After sketching on the u-v plane (with u as the vertical axis) we get the region to be the region between $u = v^3, u = \frac{2}{v}$ and $u = 1$ (I've checked this many times)

Now the Jacobian is $\frac{2u}{v}$ and after making the transformations we can evaluate the integral in the u-v plane with: $\int_1^{2^{\frac{3}{4}}} \int_{u^{\frac{1}{3}}}^{\frac{2}{u}} 2ue^u dvdu$

Now it's impossible to integrate that without a calculator.

Then we can try reverse the order of the integral so we get a dudv instead of dvdu, it's also unable to be integrated by hand (try it yourself).
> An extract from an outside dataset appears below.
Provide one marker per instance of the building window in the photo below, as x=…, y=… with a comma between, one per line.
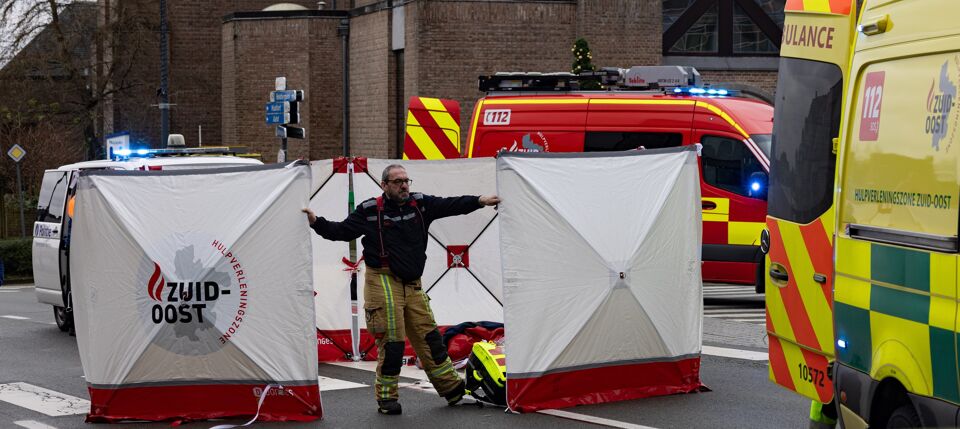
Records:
x=722, y=27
So is there ANYWAY to do this question by hand?

2. Originally Posted by usagi_killer
1. A sphere with radius 2 ($x^2+y^2+z^2=4$) has its cylindrical core of radius 1 removed ($x^2+y^2=1$), what is the volume of the resultant solid?
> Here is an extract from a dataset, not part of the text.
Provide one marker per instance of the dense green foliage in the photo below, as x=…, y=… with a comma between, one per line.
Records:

a) Use cylindrical coordinates to find the volume of the resultant solid.
b) Use spherical coordinates to find the volume of the resultant solid.

For a) I just used cylindrical coordinates to find the volume of the cylinder, then used $V = \frac{4}{3}\pi r^2$ which is the volume of the sphere then minus the volume of the cylinder from it.

For b) I used spherical coordinates to find the volume of the sphere, then used $V = \pi r^2 h$ which is the volume of the cylinder, then used the volume of sphere minus the volume of cylinder.

Now what I am wondering is... is that the right way to interpret the question? Or does the question mean use cylindrical coordinates ONLY to work out the volume? If so... how do I do that? Cause I thought as long as I used cylindrical coordinates to find the volume that's fine.

Same goes for b)
The thing that you need to be careful about here is that the "cylindrical core" is not really a cylinder, because its top and bottom surfaces are not flat (they form part of the sphere). So its volume is not $\pi r^2h$. Using cylindrical polars, I get the volume of the resultant solid (sphere with "cylinder" removed) to be $4\sqrt3\pi$.

Originally Posted by usagi_killer
3. Evaluate $\int_1^2 \int_{\frac{1}{y}}^{\sqrt{y}} e^{\sqrt{xy}}dxdy$ by making the transformation $x = \frac{u}{v}$ and $y = uv$

I swear you can NOT do this question without a CAS.

After sketching on the u-v plane (with u as the vertical axis) we get the region to be the region between $u = v^3, u = \frac{2}{v}$ and $u = 1$ (I've checked this many times)

Now the Jacobian is $\frac{2u}{v}$ and after making the transformations we can evaluate the integral in the u-v plane with: $\int_1^{2^{\frac{3}{4}}} \int_{u^{\frac{1}{3}}}^{\frac{2}{u}} 2ue^u dvdu$

Now it's impossible to integrate that without a calculator.

Then we can try reverse the order of the integral so we get a dudv instead of dvdu, it's also unable to be integrated by hand (try it yourself). So is there ANYWAY to do this question by hand?
Shouldn't the integral be $\displaystyle\int_1^{2^{3/4}}\!\!\!\int_{u^{1/3}}^{2/u}\tfrac{2u}ve^u\,dvdu$ (even worse than you thought, with that v in the denominator)? Assuming that you have copied the question correctly, it certainly looks impossible to integrate analytically.